Werkwijze voor de isolatie van menselijke ventricular myocytes van enkele, kleine transvenous endomyocardiale biopsiespecimens eerder is ontwikkeld en gepubliceerd 19. We hebben een methode om enkele septum myocytes isoleren van ventriculaire myocard monsters van patiënten die hartchirurgie ondergaan, waaronder patiënten met HCM ondergaan septum myectomy en patiënten die een klepvervanging procedures. Naast een gedetailleerde beschrijving van de isolatieprotocol representatief elektrofysiologische en Ca2 + fluorescentiemetingen worden, dat de levensvatbaarheid van de geïsoleerde humane ventriculaire myocyten en de haalbaarheid van patch clamp en intracellulaire Ca2 + onderzoeken.
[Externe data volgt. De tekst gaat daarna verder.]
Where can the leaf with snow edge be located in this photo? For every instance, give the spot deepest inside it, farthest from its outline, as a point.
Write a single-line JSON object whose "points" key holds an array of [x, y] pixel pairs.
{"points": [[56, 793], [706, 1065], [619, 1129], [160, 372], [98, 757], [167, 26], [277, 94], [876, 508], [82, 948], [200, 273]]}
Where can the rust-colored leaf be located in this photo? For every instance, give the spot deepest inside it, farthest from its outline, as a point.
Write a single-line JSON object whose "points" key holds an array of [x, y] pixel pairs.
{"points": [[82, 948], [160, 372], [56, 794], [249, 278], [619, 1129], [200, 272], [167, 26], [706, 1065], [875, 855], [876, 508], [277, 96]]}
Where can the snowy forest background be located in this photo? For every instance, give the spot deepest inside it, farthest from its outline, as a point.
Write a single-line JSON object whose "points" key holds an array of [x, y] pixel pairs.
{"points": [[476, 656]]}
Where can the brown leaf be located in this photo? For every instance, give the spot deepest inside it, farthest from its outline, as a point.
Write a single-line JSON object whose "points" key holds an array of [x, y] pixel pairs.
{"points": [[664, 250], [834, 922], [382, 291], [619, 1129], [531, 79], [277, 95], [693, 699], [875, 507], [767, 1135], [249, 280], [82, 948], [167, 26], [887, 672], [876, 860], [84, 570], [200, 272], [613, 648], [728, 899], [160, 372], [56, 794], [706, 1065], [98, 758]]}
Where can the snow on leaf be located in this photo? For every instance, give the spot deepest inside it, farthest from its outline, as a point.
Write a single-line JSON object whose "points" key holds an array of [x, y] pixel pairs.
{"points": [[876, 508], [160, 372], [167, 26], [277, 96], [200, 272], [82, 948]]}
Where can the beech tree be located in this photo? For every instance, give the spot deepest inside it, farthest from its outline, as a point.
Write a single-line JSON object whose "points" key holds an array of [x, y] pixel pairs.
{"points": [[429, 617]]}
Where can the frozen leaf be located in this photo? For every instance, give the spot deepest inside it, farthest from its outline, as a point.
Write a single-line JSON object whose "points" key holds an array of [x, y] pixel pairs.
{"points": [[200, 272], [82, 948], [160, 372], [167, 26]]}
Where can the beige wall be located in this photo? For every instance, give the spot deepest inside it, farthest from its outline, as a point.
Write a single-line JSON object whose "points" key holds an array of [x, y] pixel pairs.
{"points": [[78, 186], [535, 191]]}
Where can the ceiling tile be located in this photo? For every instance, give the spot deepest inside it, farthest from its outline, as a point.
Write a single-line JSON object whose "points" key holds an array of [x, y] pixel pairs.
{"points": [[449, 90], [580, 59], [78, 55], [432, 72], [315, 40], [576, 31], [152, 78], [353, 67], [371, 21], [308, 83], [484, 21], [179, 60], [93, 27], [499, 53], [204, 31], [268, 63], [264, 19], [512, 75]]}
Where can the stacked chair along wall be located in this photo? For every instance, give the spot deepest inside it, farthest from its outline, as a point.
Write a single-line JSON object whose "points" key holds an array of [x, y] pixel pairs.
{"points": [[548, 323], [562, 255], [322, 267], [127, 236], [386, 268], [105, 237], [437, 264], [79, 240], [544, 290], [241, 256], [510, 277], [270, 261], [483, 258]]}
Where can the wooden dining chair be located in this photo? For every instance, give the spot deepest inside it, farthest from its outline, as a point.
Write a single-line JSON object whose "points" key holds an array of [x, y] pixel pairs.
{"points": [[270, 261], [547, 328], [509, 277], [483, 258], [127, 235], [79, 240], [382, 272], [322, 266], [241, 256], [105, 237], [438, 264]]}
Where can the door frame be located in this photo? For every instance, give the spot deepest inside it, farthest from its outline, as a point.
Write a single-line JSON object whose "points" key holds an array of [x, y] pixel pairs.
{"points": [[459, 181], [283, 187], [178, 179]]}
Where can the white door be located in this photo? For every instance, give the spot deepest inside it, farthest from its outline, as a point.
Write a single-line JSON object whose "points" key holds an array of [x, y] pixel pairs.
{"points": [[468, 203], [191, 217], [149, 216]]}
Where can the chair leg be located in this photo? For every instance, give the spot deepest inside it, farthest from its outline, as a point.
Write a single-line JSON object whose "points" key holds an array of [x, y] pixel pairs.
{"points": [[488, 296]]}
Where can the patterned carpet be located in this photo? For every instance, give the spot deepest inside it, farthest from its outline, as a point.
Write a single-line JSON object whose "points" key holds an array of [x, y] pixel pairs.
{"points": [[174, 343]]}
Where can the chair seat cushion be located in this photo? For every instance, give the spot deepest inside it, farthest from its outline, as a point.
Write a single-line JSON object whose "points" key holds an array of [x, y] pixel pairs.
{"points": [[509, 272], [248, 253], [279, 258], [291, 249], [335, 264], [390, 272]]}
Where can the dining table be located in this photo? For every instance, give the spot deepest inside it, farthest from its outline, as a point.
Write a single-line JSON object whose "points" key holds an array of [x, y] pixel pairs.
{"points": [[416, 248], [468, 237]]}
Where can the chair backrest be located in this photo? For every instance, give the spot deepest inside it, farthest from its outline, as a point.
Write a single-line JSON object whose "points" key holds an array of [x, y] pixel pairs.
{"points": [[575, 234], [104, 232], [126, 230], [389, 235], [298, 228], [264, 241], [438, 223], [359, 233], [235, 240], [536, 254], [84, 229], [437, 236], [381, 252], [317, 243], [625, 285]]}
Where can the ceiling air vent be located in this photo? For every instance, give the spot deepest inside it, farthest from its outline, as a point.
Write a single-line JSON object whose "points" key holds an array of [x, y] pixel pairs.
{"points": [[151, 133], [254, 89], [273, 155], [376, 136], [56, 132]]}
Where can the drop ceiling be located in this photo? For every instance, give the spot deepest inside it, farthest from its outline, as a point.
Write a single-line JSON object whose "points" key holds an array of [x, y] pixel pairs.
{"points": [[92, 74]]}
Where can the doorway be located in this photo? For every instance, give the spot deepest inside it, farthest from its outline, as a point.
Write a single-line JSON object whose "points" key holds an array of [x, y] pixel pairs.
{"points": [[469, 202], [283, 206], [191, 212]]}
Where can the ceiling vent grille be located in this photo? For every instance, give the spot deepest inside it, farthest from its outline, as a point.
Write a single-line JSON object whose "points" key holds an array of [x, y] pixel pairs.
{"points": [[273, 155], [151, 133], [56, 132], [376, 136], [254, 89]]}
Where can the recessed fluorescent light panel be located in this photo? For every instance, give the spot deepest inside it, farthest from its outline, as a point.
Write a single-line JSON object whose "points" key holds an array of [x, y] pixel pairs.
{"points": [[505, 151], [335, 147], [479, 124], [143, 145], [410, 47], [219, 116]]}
Wij hebben beschreven en gevalideerde werkwijze levensvatbare myocyten isoleren van chirurgische monsters van menselijk ventriculair myocard. Vanaf eerder beschreven protocollen die met succes had gebruikt om geïsoleerde cellen van atriale chirurgische monsters, de techniek om de scheiding van enkele levensvatbare myocytes van zieke ventriculaire myocard werd ontwikkeld en verfijnd. Vroege rapporten bleek dat isolatie van enkele hartspiercellen uit brokken van atriale en ventriculaire weefsel selectief verminderde repo…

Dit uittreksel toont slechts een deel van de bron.